• Electric co-ops serve 42 million people and power over 21.5 million businesses, homes, schools and farms in 48 states.
• Boone REMC was a model for other rural electric groups in the country. The REMC received one of the Rural Electrification Administration’s first loans on July 22, 1935. It was energized on May 21, 1936.
• Electric co-ops returned more than $1.4 billion in capital credits to their consumer-members in 2021.

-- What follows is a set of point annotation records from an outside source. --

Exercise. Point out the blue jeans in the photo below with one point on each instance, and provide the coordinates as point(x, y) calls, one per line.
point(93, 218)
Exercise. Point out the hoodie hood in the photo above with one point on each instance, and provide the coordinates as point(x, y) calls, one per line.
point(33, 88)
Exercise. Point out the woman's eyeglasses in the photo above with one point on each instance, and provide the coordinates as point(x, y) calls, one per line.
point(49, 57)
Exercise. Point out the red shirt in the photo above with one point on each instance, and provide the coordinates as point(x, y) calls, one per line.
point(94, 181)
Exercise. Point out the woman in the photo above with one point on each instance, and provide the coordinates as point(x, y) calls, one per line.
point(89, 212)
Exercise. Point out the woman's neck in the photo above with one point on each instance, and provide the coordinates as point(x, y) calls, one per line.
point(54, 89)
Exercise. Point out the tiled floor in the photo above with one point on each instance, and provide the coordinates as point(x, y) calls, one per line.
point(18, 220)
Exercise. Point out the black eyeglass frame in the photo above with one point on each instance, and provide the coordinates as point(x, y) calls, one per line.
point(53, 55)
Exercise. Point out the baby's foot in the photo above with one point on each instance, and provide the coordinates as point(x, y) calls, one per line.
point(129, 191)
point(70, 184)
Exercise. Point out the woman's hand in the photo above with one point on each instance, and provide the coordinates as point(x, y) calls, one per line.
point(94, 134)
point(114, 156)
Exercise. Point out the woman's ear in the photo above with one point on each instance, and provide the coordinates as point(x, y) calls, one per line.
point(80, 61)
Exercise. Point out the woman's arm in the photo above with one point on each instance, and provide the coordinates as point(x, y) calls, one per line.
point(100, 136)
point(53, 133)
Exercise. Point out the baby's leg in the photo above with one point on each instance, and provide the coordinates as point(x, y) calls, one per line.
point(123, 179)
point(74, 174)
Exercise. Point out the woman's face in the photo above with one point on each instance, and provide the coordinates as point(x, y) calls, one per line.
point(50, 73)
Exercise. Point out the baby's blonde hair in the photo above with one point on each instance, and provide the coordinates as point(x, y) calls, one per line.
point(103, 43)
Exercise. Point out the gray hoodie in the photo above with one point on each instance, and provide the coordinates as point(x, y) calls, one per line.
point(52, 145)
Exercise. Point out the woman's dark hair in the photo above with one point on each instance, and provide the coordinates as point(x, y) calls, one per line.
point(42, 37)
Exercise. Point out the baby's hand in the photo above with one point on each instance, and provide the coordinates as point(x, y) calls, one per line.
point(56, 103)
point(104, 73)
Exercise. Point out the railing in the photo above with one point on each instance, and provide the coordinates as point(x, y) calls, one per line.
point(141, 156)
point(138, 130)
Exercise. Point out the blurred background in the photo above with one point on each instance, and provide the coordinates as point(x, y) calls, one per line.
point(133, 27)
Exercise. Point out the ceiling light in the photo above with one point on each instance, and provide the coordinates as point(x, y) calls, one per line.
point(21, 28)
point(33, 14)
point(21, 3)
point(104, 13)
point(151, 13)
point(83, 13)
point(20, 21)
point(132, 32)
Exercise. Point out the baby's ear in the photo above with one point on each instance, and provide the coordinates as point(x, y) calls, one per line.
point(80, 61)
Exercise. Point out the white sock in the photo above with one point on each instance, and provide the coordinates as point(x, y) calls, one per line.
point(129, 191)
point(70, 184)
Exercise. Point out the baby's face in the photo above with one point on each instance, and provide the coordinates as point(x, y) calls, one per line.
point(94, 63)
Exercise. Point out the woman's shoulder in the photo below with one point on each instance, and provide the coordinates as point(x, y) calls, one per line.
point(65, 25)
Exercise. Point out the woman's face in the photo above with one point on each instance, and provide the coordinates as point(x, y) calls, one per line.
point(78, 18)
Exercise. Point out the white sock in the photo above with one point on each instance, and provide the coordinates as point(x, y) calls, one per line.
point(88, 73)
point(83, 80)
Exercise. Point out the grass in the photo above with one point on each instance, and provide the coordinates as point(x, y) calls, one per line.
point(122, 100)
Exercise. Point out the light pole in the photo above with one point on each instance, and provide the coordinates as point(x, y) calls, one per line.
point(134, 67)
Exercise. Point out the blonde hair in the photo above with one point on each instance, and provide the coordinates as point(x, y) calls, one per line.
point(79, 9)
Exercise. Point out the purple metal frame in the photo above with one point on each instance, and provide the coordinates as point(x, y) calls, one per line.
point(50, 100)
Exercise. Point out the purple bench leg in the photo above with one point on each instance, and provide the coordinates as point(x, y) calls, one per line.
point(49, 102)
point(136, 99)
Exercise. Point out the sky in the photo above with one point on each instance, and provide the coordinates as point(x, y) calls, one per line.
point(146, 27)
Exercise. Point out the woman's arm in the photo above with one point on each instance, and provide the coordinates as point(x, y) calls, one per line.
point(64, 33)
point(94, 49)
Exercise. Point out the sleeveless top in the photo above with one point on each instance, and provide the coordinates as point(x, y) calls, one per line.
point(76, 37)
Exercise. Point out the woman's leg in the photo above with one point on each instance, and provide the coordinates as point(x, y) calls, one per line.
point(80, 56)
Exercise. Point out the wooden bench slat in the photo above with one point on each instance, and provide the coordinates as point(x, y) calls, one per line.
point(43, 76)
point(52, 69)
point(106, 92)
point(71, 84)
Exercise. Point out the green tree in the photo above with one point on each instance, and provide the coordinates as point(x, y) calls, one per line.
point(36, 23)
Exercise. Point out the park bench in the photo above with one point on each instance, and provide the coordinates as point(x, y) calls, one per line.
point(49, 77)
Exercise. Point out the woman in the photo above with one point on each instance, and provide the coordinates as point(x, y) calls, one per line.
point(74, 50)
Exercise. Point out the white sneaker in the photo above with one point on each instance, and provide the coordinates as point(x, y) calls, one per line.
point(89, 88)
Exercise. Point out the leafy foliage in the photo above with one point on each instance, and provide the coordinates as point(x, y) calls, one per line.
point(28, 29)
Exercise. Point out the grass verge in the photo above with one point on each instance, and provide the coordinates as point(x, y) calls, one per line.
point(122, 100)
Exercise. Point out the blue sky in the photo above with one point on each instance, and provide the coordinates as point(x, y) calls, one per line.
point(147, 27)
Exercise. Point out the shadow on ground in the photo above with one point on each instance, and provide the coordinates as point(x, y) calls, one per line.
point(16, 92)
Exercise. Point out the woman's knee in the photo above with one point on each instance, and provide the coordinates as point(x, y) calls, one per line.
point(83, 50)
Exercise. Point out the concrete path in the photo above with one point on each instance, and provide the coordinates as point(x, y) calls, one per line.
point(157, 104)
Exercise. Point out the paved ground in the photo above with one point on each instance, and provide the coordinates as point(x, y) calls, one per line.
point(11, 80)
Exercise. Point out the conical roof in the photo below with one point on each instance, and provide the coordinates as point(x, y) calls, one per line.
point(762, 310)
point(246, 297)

• Claude Wickard, a member of Carroll County REMC (now Carroll White REMC), served as the Rural Electrification Administration’s fourth administrator from 1945–53. He took that job after a five-year stint as U.S. secretary of agriculture.
• In 1953, Henry County REMC was the first electric cooperative in the nation to pay off its Rural Electrification Administration loan — 13 years ahead of schedule.
• White County REMC’s incorporators and first board included two women: Mrs. Lewis Miller and Mrs. Katherine Hair.
• The first co-op merger in the state was between Huntington County REMC and Allen-Wells REMC. They became United REMC on Dec. 2, 1964. In November 2014, United REMC merged with Wabash County REMC to become Heartland REMC.
• 832 distribution cooperatives are the foundation of the electric cooperative network. They were built by and serve co-op members in the community with the delivery of electricity and other services.
• 63 generation and transmission cooperatives provide wholesale power to distribution co-ops through their own electric generation facilities or by purchasing power on behalf of the distribution members.
• Indiana Electric Cooperatives, the statewide service association for electric cooperatives throughout Indiana — and the publisher of Indiana Connection — was incorporated in 1935 and was the first organization of its kind in the country.